Tuesday 28 August 2012

"Fenn Woke"

Poul Anderson's The Fleet Of Stars (New York, 1997) ends with a two word chapter: "FENN WOKE." (p. 403) What does this mean?

Fenn has been shot dead but his brain has been preserved and its contents will be downloaded into an artificial neural network that will be carried at sub-light speed to an extrasolar colony where technology will allow Fenn's personality to be re-incarnated in a newly grown human body. Does "FENN WOKE" mean that all this has happened or just that the download has been activated? I think that the former is implied but the latter is possible.

Does the conclusion of The Fleet Of Stars feel like a double anticlimax? The reported galactic civilisation does not, after all, exist. Further, not only has the cybercosm tried to deceive the entire human race but its attempted deception has been exposed quite quickly. Not that I wanted it to succeed but the cybercosm is now revealed to be both dishonest and incompetent.
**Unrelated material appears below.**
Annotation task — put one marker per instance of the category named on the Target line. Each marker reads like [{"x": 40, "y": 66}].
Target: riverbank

This means that:

I do not think that it lives up to its self-description of "pure intellect" - surely deception should be as unacceptable to it as violence?;

Anderson had carefully preserved a moral ambiguity about the cybercosm's interaction with human society but the question is now answered decisively - the cybercosm has become manipulative, therefore harmful, unless, of course, it is obliged to return to its original role of merely helping the majority who "...want to keep on in their familiar lives." (p. 401)
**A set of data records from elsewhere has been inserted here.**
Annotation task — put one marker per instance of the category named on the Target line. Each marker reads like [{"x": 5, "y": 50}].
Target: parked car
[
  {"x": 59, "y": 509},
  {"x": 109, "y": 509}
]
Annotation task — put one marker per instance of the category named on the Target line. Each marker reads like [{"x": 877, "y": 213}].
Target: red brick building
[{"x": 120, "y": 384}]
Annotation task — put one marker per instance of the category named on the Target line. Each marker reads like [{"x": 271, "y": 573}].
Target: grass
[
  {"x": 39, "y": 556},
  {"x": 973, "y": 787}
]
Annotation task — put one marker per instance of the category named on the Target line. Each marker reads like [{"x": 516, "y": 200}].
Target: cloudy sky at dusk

Download Guthrie calls the attempted deception a "...conspiracy." (p. 396) Chuan, a man who interfaces and communes with the cybercosm, replies that "conspiracy" is "...an ugly word..." (p.396) It is accurate. Chuan also describes "...organic beings..." as "...limited, fallible, reckless, greedy, often hideously cruel -" (p. 396) We need not remain so. Indeed, "greedy" is a one-sided cliche when we consider that cooperation is basic to humanity and that people, as Anderson shows, are capable of generosity, love and forethought.
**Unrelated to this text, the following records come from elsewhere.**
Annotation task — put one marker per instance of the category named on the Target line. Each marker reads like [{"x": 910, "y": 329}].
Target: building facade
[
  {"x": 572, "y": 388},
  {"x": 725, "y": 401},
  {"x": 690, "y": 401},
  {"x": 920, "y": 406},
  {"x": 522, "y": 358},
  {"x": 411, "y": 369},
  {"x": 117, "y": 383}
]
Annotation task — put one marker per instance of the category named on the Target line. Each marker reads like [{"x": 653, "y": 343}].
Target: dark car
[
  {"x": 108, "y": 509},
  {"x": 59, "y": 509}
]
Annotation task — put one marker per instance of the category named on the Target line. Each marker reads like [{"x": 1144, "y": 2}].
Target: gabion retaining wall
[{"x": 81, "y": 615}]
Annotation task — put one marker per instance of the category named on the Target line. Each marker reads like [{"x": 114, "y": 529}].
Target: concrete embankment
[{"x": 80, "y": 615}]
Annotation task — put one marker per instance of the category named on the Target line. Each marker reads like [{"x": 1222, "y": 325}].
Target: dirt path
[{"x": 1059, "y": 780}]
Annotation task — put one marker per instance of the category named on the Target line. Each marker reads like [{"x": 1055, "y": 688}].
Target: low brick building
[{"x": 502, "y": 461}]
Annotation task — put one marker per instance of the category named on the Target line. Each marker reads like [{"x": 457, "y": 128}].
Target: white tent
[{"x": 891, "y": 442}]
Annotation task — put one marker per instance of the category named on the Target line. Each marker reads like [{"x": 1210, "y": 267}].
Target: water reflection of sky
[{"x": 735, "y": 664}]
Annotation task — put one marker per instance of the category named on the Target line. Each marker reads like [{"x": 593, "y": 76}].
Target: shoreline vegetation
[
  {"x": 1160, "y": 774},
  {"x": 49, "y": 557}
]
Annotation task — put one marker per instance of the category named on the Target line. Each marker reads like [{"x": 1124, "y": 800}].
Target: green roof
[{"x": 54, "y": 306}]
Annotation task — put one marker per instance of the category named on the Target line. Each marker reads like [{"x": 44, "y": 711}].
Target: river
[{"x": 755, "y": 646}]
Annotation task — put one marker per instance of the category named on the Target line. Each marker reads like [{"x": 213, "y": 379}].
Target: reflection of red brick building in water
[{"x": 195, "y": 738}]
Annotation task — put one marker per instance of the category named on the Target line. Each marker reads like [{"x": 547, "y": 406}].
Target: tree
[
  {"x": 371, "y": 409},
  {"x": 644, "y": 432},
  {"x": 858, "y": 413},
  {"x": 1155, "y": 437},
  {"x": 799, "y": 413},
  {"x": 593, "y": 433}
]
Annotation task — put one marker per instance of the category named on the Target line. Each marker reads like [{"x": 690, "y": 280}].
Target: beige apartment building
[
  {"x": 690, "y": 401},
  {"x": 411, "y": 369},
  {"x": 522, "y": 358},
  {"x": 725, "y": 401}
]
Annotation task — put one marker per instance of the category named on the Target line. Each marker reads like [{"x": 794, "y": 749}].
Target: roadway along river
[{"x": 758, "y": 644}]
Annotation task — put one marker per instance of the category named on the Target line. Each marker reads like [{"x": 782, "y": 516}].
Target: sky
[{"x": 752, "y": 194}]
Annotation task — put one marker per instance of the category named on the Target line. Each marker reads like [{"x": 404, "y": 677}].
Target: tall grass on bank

Such organic beings, according to Chuan, "...should not run loose in the universe." (p. 397) But they have wrought wonders at Proserpina and beyond. Chuan refers to "...warriors, hunters, butchers, bandits, carousers, criminals, grovelers in superstition, blood sacrificers...leftover animality." (p. 399) Again, one sided. Humanity can certainly transcend superstition and blood sacrifice!

The outcome is favourable from Anderson's point of view. Observation of the galactic centre has not revealed life or intelligence but has shown that the cybercosm's theory of everything was incomplete so there is more to be learned. Some people will go back into space. The Lunarians will be able to negotiate enough antimatter to fuel interstellar journeys. (The Lunarians are unpredictable but that cannot be helped.)

6 comments:

Sean M. Brooks said...

Hi, Paul!

Your last sentence runs: "Now the Lunarians are unpredictable but that cannot be helped." I would have stressed that ordinary, genetically unmodified human beings are just as unpredictable. After all, the reason why the Teramind/Cymbercosm had been to keep mankind on Earth swaddled in a cocoon of idle comfort was precisely to keep them from breaking loose of its control, from becoming unpredictable.

Sean

Paul Shackley said...

I agree and did consider using a different adjective for the Lunarians. Volatile? Fiery? Impulsive? Chaotic? Amoral? Not accepting human standards of honesty and fair dealing?

Sean M. Brooks said...

Hi, Psul!

How about saying the Lunarians were like the elves we see in Tolkien's THE SILMARILLION? That is, some of those elves were cruel, ruthless, greedy, etc.

Sean

Paul Shackley said...

Yes. Also the Selenarch's retainers seem to be perfectly happy and fulfilled in their subordinate roles. It looks as if there will never be a movement for democracy or egalitarianism among the Lunarians? In which case, it would be wrong for another species, home sapiens, us, to tell the Lunarians that they should want the kind of sociopolitical arrangements that we prefer.

Sean M. Brooks said...

Hi, Paul!

What matters to me is that a regime, what ever form it has, be accepted and considered LEGITIMATE by its people. I side with Poul Anderson here both in his scepticism of big government and his dislike of a "one size fits all" theories of government.

Also, those Lunarian retainers don't always have to be like that. Some will rise to become Selenarchs themselves for one reason or another.

Sean

Paul Shackley said...

The Lunarians certainly seem to accept the Selenarchy as legitimate.